Di Tommaso Cinquemani
@Tommaso5mani
Mentre a Bruxelles la Commissione Ue sta definendo il quadro giuridico per dare vita al Fondo europeo per gli investimenti strategici (Efsi, in inglese), il governo italiano sta studiando il modo migliore per far sfruttare i fondi mobilitati attraverso la Cassa depositi e prestiti. Secondo le ultime indiscrezioni Matteo Renzi punterebbe a finanziare indirettamente l’Efsi, una strada che gli darebbe l’innegabile vantaggio di poter decidere su quali progetti puntare.
Il modello è quello usato della Banca nazionale di sviluppo spagnola, l’Instituto de Crédito Oficial, che ha annunciato di aver stanziato 1,5 miliardi di euro. Ma anche la Kfw, la Banca per la ricostruzione tedesca, ha deciso di mettere sul piatto una bella somma, ben otto miliardi. Soldi che però non andranno ad aggiungersi ai 21 stanziati da Commissione e Banca europea per gli investimenti, ma aiuteranno il Fondo a raggiungere la fatidica cifra di 315 miliardi.
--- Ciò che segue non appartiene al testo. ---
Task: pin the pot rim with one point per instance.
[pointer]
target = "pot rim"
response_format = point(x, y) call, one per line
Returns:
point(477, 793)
Facciamo un passo indietro. Il Fondo strategico europeo ha come obbiettivo quello di finanziare progetti (tra cui molte infrastrutture) destinati a rimettere in moto l’economia del Vecchio continente. L’Efsi però non finanzia direttamente i progetti, ma funziona da garanzia sugli investimenti dei privati. C’è però un ma: chi mette i soldi nel Fondo non può decidere quali progetti finanziare, ma è un team di tecnici indipendenti a valutare quelli più promettenti. Si è così dunque nel paradosso che un Paese come la Spagna potrebbe andare a finanziare una infrastruttura in Germania.
Ecco perché Renzi vuole agire in maniera indiretta. Nel caso di Cdp i fondi privati sono pubblici, o quasi. Cassa depositi e prestiti è infatti una Spa, ma la maggioranza è detenuta dal Tesoro. Da statuto persegue l’interesse pubblico (finanzia ad esempio gli Enti locali), ma si avvale del capitale privato raccolto attraverso i buoni fruttiferi o i libretti postali. Una formula ibrida che ha sempre funzionato, nonostante le critiche cicliche.
Dunque il governo ha intenzione di usare la Cdp per finanziare i progetti selezionati dal board dell’Efsi, in questo modo il gruppo guidato da Gorno Tempini potrà decidere quali progetti finanziare, senza correre il rischio di aiutare chi di una mano non ha bisogno. E nella lista di progetti ci sono dossier rilevanti come la banda larga, i porti o le reti energetiche.